Question subsidiaire, en admettant que j'arrive à restaurer mon world, est il possible de faire croire (sans utiliser packages.provided) que tous les paquets sont biens installés (puisqu'ils le sont déjà) sans tout recompiler (en nourrissant  

/var/db/pkg j'imagine ?) ?

Merci de toute aide !

----------

## sebB

Le problème n'est pas ton world mais le fait que portage considère que tu n'a rien d'installé sur ton système.

Même si tu arrive a recréer ton world (ce qui n'est pas compliqué en soit) tu seras obligé de relancer un emerge -e @world.

Que ton world ait 20 ou 150 entrées, tu pourra toujours le nettoyer.

De plus equery ne doit surement pas vouloir fonctionner sur ta machine?

Le moindre paquet que tu vas vouloir réinstaller, portage va vouloir t'installer toutes les dépendances.

Sans pkg ni les logs je ne voit pas de grande solution.

Le temps que tu va perdre a chercher les paquets, tu aura aussi vite fait de réinstaller...

Si vraiment tu veux essayer de sauver ton système tu peux tenter:

```
ls /usr/bin > liste

awk '{printf "/usr/bin/%s"" ",$0}' liste

```

Puis sur une sabayon ou une distro basée sur gentoo(je sais pas si ca va marcher)

```
equery b xxx (le resultat de liste) > paquets

sed -i 's/-[0-9].*//' paquets
```

Et tu fais la même chose pour lib.

Sinon poste les ls,on pourra éventuellement te dire a quels paquets ca correspond sur nos systèmes.

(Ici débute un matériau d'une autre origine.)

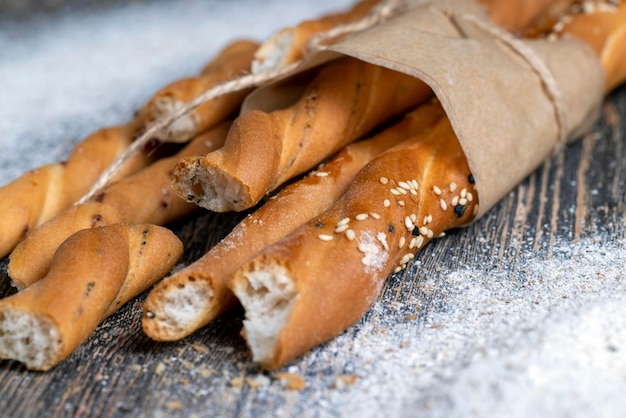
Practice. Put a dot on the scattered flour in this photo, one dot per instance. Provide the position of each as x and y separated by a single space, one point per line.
554 346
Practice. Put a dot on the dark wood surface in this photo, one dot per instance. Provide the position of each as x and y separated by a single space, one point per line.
575 197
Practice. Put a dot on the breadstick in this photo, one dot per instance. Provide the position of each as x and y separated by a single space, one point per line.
603 28
290 44
39 194
195 295
234 60
144 197
525 16
94 272
323 277
346 99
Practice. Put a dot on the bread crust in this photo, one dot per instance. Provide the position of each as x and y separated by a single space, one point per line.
345 100
144 197
39 194
233 61
93 273
316 282
291 43
195 295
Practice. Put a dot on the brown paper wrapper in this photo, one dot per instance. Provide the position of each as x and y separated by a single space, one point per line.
495 94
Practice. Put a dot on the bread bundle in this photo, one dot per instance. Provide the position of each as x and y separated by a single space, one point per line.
360 164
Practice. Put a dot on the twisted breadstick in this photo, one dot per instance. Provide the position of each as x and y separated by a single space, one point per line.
289 44
526 16
323 277
195 295
93 273
346 99
39 194
144 197
233 61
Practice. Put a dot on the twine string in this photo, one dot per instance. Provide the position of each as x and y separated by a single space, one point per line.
381 12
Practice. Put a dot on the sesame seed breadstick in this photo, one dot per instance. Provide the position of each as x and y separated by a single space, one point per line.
144 197
41 193
603 27
344 101
94 273
322 278
289 44
233 61
195 295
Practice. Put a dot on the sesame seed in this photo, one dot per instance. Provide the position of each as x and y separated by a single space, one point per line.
382 238
344 221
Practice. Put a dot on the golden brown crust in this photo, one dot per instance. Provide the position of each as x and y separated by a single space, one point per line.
40 194
345 100
333 267
144 197
93 273
290 44
232 62
603 28
195 295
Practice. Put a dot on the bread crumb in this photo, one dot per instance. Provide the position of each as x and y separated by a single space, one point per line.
200 348
258 381
175 405
236 382
345 380
291 381
160 368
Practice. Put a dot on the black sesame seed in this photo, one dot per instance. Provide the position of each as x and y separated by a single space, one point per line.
459 210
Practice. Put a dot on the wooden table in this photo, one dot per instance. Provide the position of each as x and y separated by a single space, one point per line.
574 199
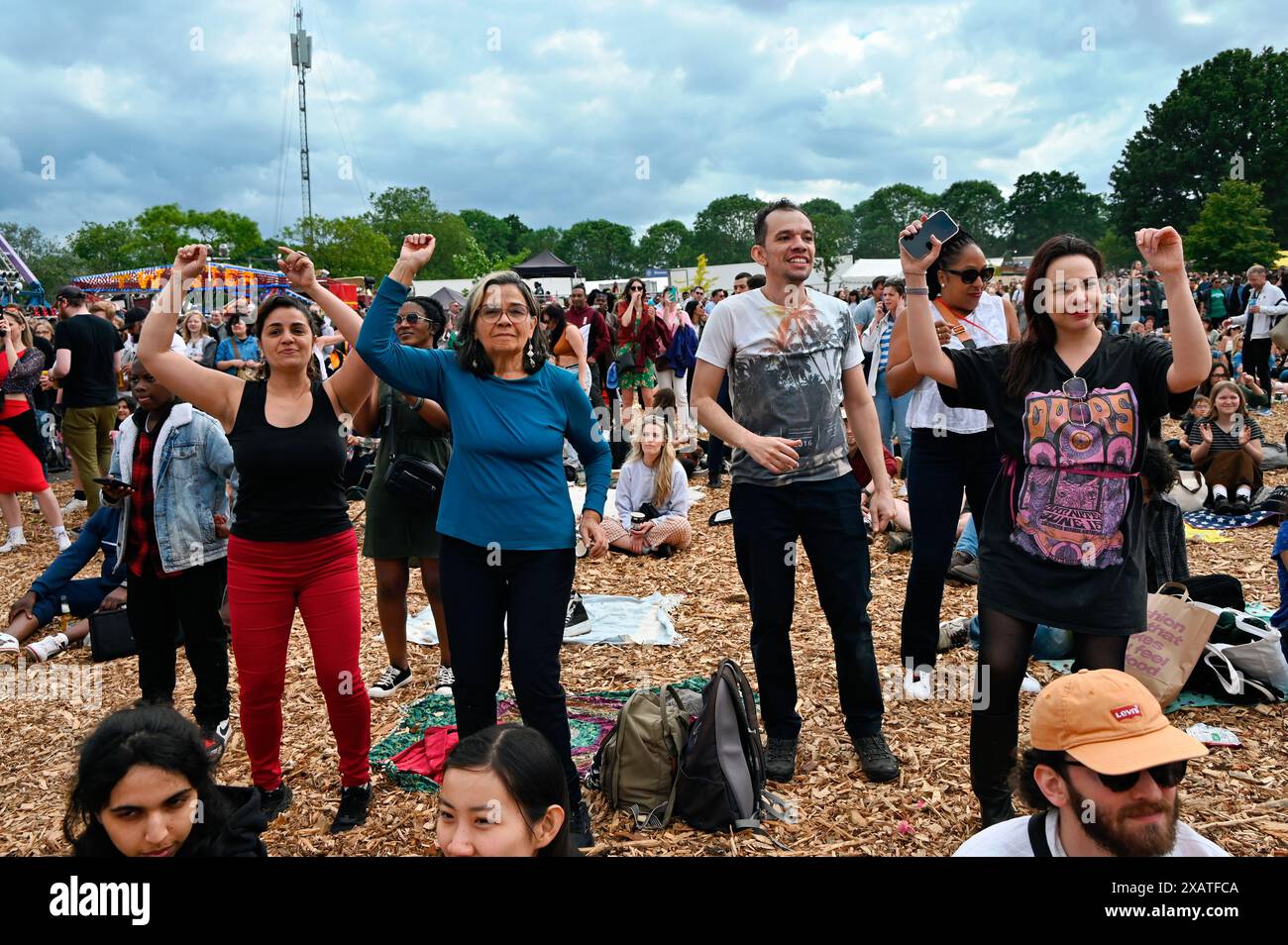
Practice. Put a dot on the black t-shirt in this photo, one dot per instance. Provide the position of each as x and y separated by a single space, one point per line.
44 399
93 343
1063 541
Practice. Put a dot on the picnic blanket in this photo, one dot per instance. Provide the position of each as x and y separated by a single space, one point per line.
613 619
1205 519
417 739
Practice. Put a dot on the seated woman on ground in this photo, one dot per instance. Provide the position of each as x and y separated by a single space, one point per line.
652 496
1227 450
143 788
503 794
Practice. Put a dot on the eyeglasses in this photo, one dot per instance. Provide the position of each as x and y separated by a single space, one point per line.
1076 389
973 273
515 314
1164 776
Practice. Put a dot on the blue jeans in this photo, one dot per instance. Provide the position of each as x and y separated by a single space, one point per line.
825 516
945 465
893 416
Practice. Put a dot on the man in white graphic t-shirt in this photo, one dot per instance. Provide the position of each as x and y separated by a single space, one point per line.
793 358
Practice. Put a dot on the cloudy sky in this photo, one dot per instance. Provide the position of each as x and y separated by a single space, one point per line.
565 111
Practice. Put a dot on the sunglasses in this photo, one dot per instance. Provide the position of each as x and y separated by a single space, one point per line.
1164 776
1076 389
973 273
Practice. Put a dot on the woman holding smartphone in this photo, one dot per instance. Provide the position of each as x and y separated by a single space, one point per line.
954 447
1063 541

Tu peux lancer un emerge -e system t'y verra un peu plus clair

----------

## ghoti

 *sebB wrote:*   

> on pourra éventuellement te dire a quels paquets ca correspond sur nos systèmes.

 

Sinon, cette page pourrait aussi être utile : http://www.portagefilelist.de/site/query

----------

## gglaboussole

Merci pour vos réponses.

Super cette ressource ghoti, je ne connaissais pas et ça me donne l'idée de faire un script avec un appel curl sur chaque binaires des dossiers concernés et récupérer in fine une liste dédoublonnée...

Ensuite il faudrait que je détermine qui relèvera du world et qui relèvera de la dépendance, et du coup peut être reconstituer un world correspondant exactement à mon système et je recompile tout pour rendre le tout consistant en laissant le moins de paquets orphelins possibles...

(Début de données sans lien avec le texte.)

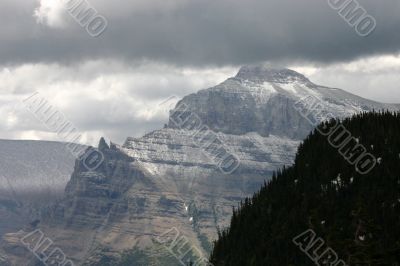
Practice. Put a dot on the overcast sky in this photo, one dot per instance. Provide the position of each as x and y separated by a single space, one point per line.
152 50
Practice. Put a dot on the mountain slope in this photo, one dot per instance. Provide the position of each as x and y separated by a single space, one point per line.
32 174
358 216
173 177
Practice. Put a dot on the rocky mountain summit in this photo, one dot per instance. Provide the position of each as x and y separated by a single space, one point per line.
219 146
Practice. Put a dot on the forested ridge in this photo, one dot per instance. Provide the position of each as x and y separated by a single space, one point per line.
357 215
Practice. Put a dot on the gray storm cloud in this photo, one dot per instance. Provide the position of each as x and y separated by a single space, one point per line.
196 32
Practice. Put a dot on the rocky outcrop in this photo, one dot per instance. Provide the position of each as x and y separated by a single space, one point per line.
173 178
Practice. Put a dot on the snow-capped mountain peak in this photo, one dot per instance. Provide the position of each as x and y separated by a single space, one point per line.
264 73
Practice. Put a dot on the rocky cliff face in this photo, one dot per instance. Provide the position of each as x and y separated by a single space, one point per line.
33 174
176 177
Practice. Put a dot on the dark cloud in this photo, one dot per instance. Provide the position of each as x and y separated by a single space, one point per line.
200 32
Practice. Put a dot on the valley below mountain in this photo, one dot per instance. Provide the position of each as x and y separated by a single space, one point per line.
172 180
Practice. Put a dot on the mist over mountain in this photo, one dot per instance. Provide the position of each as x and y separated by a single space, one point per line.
172 177
33 174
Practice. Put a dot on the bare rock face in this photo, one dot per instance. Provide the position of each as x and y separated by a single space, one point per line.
33 174
172 180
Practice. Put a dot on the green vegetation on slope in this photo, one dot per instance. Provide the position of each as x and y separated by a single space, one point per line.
358 216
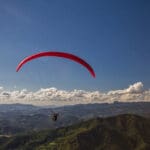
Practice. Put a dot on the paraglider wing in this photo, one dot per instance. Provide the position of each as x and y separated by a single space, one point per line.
57 54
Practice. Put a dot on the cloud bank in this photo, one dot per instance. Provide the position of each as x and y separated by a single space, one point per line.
53 96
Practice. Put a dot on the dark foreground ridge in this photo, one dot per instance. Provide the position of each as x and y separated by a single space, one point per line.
122 132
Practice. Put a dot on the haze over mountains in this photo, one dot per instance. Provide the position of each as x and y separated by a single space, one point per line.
18 118
122 132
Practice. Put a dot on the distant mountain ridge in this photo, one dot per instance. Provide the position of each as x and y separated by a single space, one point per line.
18 118
122 132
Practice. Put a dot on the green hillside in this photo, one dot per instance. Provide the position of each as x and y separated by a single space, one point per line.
123 132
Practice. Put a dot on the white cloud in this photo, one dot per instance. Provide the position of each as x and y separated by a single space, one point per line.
53 96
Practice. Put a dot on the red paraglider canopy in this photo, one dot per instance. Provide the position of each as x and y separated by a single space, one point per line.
57 54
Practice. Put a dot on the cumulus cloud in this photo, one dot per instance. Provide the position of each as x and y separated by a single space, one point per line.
53 96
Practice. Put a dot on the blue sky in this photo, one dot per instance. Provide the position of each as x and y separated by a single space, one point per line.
112 35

Je suis en train de peser le pour et le contre entre la réinstallation et la prise de chou   :Very Happy:  mais on est beaucoup à l'aimer ici..

Vu que j'ai des backups de /etc de mon /home (et il est sur une partition séparé) je pense que ça serait sûrement plus rapide et plus propre de repartir d'un fraîche install... 

C'est idiot mais il y a un côté sentimental...  :Embarassed: 

Ma gentoo est la même gentoo depuis 2005, construite à la dure si j'ose dire depuis un stage 1, entretenue, mise à jour, et a fièrement donnée vie à 2 machines différentes, dilemme et

Réflexion...

----------

## gglaboussole

Je classe ce sujet en abandonné, car trop tard j'ai opté pour la réinstall... (et je n’exclurai plus /var de ma stratégie de backup !)

----------

## sebB

Je me demandais si justement tu n'aurais pas pu copier le /var d'un stage 3 dans ton système puis emerge e system?

Ensuite plus qu'à réinstaller tes progs et ton environnement graphique.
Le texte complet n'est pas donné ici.